The AMS supports “Schema Validation per topic”.

When a user want to support a predefined format for messages exchanged then a topic should be created with a schema defined for it. A schema is a format that messages from a topic must follow. It is actually a contract between publisher and subscriber. The Messaging Service allows the user to define a schema for each topic and validate messages as they are published. It can protect topics from garbage, incomplete messages especially when a topic has multiple remote publishers to ensure data integrity on the client side.

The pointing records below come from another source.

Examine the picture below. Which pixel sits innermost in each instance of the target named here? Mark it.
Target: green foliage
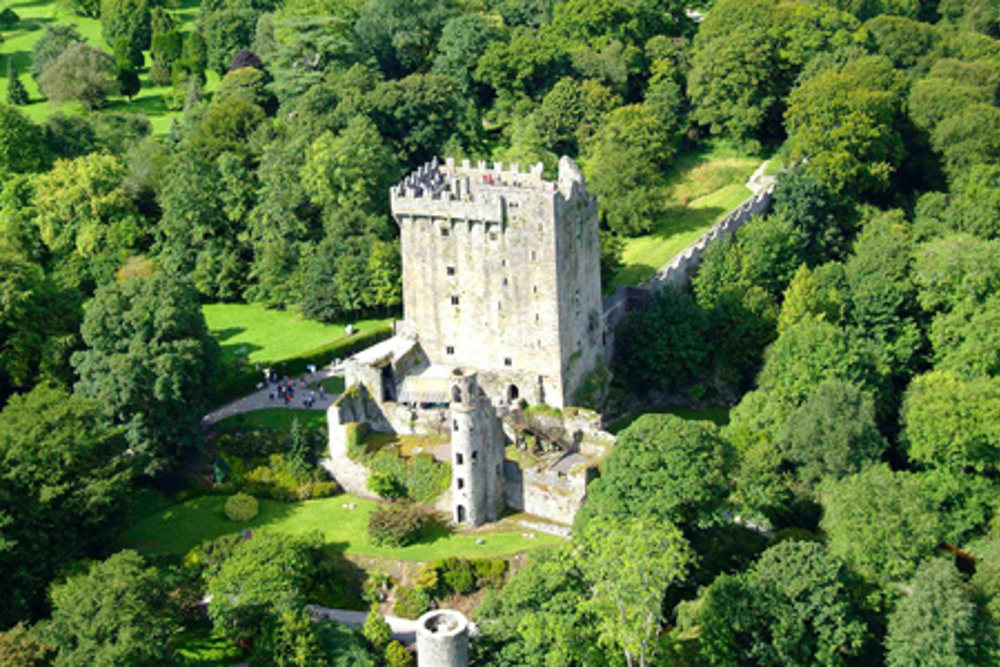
(260, 580)
(396, 655)
(17, 94)
(846, 121)
(411, 602)
(629, 564)
(881, 523)
(116, 613)
(948, 423)
(65, 475)
(241, 507)
(82, 74)
(665, 345)
(53, 42)
(21, 646)
(395, 524)
(665, 469)
(795, 606)
(149, 361)
(377, 630)
(937, 622)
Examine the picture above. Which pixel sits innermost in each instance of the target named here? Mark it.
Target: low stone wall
(682, 268)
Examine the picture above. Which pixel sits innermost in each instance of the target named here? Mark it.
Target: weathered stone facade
(501, 272)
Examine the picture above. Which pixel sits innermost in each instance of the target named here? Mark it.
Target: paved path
(260, 400)
(403, 629)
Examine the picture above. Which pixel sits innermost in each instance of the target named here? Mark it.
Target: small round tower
(468, 483)
(442, 639)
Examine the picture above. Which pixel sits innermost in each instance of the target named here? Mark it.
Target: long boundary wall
(679, 270)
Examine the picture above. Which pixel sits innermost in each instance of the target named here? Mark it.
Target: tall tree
(117, 613)
(150, 362)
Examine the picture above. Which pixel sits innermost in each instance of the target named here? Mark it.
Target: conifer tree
(17, 94)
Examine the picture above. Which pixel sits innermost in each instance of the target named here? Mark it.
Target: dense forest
(845, 514)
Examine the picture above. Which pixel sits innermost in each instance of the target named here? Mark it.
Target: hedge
(238, 382)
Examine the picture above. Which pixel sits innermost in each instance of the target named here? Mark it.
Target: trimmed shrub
(396, 524)
(397, 655)
(242, 507)
(411, 603)
(386, 486)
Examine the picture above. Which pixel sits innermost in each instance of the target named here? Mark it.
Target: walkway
(260, 399)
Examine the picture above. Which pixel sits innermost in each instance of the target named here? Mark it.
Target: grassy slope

The Schema Support is on demand mechanism that enables a) the definition of the expected payload schema, b) the definition of the expected set of attributes and values and c) the validation for each message if the requirements are met and immediately notify client

The steps that you should follow for a schema support

Step 1: Create a new schema in your project

The Supported Schema Types are JSON and AVRO

For more details visit section Create new schema

Step 2: Create a topic with this schema attached

If you need to link a schema with your topic you need to provide its name, to the api call during the creation of the topic..

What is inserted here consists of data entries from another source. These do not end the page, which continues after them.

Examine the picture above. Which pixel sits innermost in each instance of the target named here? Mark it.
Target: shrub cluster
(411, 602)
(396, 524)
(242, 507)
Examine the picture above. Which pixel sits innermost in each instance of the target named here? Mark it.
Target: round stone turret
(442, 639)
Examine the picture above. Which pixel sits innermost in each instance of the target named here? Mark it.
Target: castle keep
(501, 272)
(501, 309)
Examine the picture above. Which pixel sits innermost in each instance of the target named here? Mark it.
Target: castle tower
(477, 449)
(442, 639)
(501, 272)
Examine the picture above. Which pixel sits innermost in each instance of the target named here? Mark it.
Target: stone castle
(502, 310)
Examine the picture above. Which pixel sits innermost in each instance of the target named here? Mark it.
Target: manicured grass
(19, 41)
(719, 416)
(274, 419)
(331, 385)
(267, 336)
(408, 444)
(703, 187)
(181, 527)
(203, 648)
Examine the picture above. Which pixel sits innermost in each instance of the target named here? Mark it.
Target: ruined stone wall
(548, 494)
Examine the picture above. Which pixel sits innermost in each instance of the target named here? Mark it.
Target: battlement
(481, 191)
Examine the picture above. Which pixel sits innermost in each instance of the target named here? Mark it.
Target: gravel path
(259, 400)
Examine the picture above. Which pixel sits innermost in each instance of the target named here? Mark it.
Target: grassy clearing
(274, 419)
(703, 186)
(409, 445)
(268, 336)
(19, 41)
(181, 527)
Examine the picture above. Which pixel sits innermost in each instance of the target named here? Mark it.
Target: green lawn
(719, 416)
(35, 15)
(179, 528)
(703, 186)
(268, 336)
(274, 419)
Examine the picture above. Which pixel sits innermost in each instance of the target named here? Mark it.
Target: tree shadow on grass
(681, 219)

For more details visit section Create new topic

Step 3: Assign this schema to your topic

If you need to link a schema with your topic you need to provide its name, to the api call

For more details visit section Update the topic

Step 4: Validate the message

This is used whenever we want to test a message against a schema. The process to check that your schema and messages are working as expected is to create a new topic that needs to be associated with the schema, then create the message in base64 encoding and publish it to the topic. Instead of creating all this pipeline in order to check your schema and messages we can explicitly do it on this API call.

For more details visit section Validate the message

Step 5: Publish messages to your topic

You may now start publishing messages to your topic.